IT'S been dubbed the Terminator and the "neutron bomb of agriculture". A US bio-tech company has patented a technology that denies a seed to be replanted after the first crop. A 'death' gene smuggled into the original seed sterilises it, leaving the farmer no option but to buy new seeds. Widely assailed as monopolistic, hazardous, and anti-poor farmer, the Indian government has banned these 'live-only-once' seeds.
The patent applies to plants and seeds of all species, including transgenic (genetically engineered) and conventionally-bred seeds. The seed-sterilising technology, argue critics, threatens to take away the age-old right of farmers to save seed from their harvest and imperils the food security of 1.4 billion farmers who depend on farm-saved seed. Says R.B. Singh, director, Indian Agricultural Institute: "They're fools if they think we'll allow this technology to enter our fields."
Delta and Pine Land Co along with the US department of agriculture, the developers of the technology, have gone on record to say it will be targeted primarily in the South as a means of preventing farmers from saving proprietary seeds marketed by US seed corporations. They've applied for patents in at least 78 countries. Incidentally, Delta and Pine Land Co was recently bought over by US-based Monsanto, the world's second largest agrobusiness company which is now expanding its base in India. It says the technology is just a concept and would take years before it can be commercialised.
Canada-based Rural Advancement Foundation International (RAFI), which has launched an international campaign against this attempt, says it's an unabashed attempt to control the world food market. With the Terminator, says Vandana Shiva, director of the Research Foundation for Science, Technology and Natural Resources, "breeders will soon produce patented versions of previously 'open-pollinated' crops such as wheat, rice, sorghum, mustard—varieties our farmers have been breeding, saving and replanting for thousands of years." If staple crops such as rice and wheat can be locked up with the Terminator, investors will pump money into commercially-bred seed farmers will have to buy year after year.

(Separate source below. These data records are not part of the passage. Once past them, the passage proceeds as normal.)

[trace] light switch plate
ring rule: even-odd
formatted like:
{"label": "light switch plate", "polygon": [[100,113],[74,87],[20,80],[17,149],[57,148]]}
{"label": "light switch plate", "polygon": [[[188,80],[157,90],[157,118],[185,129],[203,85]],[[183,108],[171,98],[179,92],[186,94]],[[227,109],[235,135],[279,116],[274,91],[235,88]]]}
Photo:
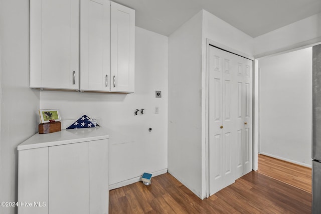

Proponents of the Terminator argue that affluent farmers will have the option to buy these seeds while the small and poor farmer will still be free to buy standard varieties. Shiva argues "there'll be enormous pressure on public breeders to adopt this technology to feed cash-starved research departments with corporate dollars. Since the Terminator has a multi-billion dollar agrobusiness on its side, it's quite plausible that alternatives will be bribed or forced out of the picture."
In recent times, says Geetanjali Bedi, who's studying farming trends in Punjab, "the seed industry has attempted to prevent farmers from saving or reselling proprietary seeds by using intellectual property laws (patents and plant breeders rights) to restrict the farmer's right to reuse or sell proprietary seed (for reproductive purposes). It's only in the last decade that seed companies have begun to use industrial patents to protect proprietary genes and traits." Under industrial patent law there's no exemption for farmers; it's illegal for farmers to save or reuse patented seed. Monsanto, for example, requires that its customers sign a licensing agreement that strictly forbids the farmer from saving the company's patented, transgenic seed. RAFI argues that if Delta and Pineland's new technology provides a genetic mechanism to prevent farmers from germinating a second generation of seed, then seed companies will gain biological control over seeds that they've heretofore lacked in non-hybrid crops.
The Terminator could also pose an ecological hazard. Some crop geneticists believe it's likely that pollen from crops carrying the Terminator trait will infect fields of farmers who either reject or can't afford the technology. Their crops won't be affected that season but some of their seed could turn sterile the season after.
Advocates of Terminator claim these fears are more speculative than real. In fact, they believe their technology will boost plant-breeding investment in the South because seed companies will have an incentive to invest in crops that have long been ignored by the commercial seed industry. RAFI rejects that claim and argues: "Private companies aren't interested in developing plant varieties for poor farmers because they know the farmers can't pay. Even national public breeding programmes tend to focus on hi-yielding, irrigated lands leaving resource-poor farmers to fend for themselves."